Les Génies du lieu

Projet culturel de territoire - La Paperie

Thème : Projet

Mode d’actions

  • Faire la ville avant la ville
  • Fédérer les acteurs
  • Lire le territoire
  • Ouvrir de nouveaux espaces de parole
  • Susciter des méthodes alternatives d’urbanisme
  • Transformer / Requalifier

Projet culturel et artistique de territoire, les « Génies du Lieu » s’inscrivent dans le contrat urbain de cohésion sociale d’Angers-Trélazé en 2014, et pour une durée 3 ans. Porté par La Paperie, Centre National des Arts de la Rue (CNAR), le projet s’ancre dans le quartier Monplaisir en combinant résidences de création, ateliers participatifs, rencontres festives et/ou intimes. Le quartier aspire à devenir le sujet – travail sur les points de vue et le quotidien à travers la résidence de KMK « Ailleurs à … » – et le lieu de création – camp de base inventé par les artistes et installé dans le quartier. Par ailleurs, outil mobile à destination des populations, des acteurs politiques ou encore des professionnels, La Paperie développe depuis 2008 le dispositif de « Territoires en Résidences » (T.E.R), dans lequel résidences et actions culturelles sont délocalisées sur l’ensemble du territoire régional, en partenariat avec les communes, les pays et les opérateurs culturels.

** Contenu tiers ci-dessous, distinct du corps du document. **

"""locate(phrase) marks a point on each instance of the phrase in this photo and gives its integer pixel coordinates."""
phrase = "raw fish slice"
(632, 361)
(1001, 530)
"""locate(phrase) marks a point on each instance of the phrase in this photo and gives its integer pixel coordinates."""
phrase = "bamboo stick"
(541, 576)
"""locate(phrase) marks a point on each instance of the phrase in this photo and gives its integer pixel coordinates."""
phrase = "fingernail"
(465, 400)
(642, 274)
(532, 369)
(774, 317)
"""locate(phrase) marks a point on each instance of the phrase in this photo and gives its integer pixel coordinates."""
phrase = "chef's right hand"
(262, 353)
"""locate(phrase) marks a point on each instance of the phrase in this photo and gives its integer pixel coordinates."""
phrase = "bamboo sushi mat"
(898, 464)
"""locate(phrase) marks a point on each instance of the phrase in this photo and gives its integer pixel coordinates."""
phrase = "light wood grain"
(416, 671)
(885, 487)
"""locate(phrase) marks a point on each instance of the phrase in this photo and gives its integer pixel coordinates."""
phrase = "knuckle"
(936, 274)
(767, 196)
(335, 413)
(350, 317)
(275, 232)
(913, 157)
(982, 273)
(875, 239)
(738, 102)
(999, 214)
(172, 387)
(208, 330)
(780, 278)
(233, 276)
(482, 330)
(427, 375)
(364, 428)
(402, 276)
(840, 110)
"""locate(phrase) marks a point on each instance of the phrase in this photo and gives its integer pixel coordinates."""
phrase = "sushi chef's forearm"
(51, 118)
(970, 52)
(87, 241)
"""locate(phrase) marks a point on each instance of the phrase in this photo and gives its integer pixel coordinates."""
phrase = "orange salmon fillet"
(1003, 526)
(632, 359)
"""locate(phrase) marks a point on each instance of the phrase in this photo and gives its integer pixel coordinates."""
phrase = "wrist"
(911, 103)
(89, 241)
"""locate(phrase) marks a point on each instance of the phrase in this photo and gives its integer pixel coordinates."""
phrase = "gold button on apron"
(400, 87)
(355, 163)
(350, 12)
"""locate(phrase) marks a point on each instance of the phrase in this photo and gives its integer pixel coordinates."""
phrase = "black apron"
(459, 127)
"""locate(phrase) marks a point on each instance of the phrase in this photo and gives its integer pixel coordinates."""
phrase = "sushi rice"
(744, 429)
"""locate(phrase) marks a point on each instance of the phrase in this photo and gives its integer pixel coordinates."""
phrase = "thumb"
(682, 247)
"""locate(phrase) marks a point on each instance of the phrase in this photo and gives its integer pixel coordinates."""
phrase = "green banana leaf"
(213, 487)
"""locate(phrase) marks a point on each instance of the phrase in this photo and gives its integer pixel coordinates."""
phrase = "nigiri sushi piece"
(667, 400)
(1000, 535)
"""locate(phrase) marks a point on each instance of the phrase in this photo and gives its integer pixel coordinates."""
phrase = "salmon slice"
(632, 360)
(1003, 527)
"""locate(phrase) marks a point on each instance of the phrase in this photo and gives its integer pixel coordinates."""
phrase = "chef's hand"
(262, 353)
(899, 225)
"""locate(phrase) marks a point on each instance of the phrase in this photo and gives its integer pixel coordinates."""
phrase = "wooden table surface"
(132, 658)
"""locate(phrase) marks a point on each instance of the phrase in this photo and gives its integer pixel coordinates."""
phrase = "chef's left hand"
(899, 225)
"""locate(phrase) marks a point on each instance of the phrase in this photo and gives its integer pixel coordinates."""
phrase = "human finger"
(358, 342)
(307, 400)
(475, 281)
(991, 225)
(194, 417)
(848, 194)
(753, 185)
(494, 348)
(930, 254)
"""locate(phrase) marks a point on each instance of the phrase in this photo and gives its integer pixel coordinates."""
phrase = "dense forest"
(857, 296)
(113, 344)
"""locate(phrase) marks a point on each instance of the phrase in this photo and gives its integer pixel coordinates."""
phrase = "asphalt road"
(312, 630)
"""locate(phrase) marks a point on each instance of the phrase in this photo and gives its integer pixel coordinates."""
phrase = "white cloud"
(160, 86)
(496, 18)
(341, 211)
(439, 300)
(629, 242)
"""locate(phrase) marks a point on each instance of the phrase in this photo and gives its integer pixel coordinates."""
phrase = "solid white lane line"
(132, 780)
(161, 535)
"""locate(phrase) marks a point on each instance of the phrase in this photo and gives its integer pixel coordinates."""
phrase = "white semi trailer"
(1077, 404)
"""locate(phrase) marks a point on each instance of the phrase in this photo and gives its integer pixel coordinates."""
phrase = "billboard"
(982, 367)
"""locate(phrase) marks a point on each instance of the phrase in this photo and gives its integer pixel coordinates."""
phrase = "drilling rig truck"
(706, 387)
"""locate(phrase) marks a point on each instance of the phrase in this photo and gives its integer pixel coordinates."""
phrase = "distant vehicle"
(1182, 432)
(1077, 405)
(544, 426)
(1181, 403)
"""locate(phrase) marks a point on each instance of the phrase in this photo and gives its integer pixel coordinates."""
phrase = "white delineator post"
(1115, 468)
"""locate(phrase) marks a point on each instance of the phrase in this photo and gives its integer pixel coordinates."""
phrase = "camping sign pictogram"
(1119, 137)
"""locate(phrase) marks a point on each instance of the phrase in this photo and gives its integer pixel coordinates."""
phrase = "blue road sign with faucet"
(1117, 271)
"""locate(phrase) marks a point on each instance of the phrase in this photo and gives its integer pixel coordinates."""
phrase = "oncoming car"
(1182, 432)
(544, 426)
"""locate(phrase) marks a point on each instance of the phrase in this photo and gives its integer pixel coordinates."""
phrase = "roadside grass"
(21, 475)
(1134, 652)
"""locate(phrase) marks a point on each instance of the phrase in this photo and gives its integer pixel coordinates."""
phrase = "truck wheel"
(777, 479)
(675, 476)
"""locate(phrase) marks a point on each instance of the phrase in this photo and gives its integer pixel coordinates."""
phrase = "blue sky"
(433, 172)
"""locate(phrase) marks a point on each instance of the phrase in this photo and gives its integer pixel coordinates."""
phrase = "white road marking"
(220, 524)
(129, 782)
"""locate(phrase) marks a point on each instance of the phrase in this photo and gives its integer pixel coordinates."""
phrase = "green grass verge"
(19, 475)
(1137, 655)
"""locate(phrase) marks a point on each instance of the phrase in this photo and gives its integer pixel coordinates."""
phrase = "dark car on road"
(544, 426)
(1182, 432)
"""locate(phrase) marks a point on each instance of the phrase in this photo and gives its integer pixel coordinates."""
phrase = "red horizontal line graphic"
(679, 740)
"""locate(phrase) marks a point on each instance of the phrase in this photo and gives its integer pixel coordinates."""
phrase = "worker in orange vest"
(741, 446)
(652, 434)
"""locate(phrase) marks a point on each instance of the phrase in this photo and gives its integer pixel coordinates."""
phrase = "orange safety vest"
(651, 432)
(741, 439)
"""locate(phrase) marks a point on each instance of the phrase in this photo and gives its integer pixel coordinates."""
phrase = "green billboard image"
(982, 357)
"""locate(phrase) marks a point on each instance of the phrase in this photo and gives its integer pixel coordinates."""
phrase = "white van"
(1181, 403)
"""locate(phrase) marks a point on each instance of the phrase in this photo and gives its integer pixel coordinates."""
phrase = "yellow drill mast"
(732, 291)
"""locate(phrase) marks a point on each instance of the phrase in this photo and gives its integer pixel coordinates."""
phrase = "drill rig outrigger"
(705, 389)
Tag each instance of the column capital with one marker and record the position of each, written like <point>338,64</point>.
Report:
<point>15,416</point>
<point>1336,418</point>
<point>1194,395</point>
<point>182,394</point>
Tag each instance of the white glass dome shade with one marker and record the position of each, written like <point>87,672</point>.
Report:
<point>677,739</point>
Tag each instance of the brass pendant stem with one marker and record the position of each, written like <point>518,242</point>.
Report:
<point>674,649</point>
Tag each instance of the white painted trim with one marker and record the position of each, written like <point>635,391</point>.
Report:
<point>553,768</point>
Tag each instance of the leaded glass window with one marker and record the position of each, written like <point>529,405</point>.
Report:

Ailleurs à..., Compagnie KMK  © KMK
Ailleurs à…, Compagnie KMK
© KMK

Focus

Compagnie KMK

Co-fondatrice et directrice artistique de la compagnie KMK, Véronique Pény (plasticienne, scénographe et architecte) s’entoure d’artistes aux horizons divers (constructeurs, metteurs en scène, chorégraphes, etc.). En résidence d’implantation à Nangis (Ile-de-France), la compagnie y a développé projets et dispositifs comme « Ailleurs à... » présenté à Angers. Collection de promenades, de parcours et de rencontres, « Ailleurs à Monplaisir » propose de porter un autre regard sur le quartier par une rencontre artistique contextuelle entre un territoire, sa population et une œuvre

Pourquoi on en parle ?

La Paperie propose un projet artistique et culturel de territoire, implanté en permanence sur les lieux, dans le temps long (trois ans). Les artistes sont amenés à concevoir et habiter le lieu même de leur création, tandis que La Paperie y déploie un nouveau camp de base. Outil de proximité, la résidence artistique devient une réponse aux enjeux forts de cohésion sociale et un moyen d’intervention dans le cadre de la politique de la ville. Son déploiement hors les murs dans un projet de territoire comme celui-ci, prend le pas sur le lieu de création sédentaire et formel du CNAR qui tend, pour sa part, à s’effacer.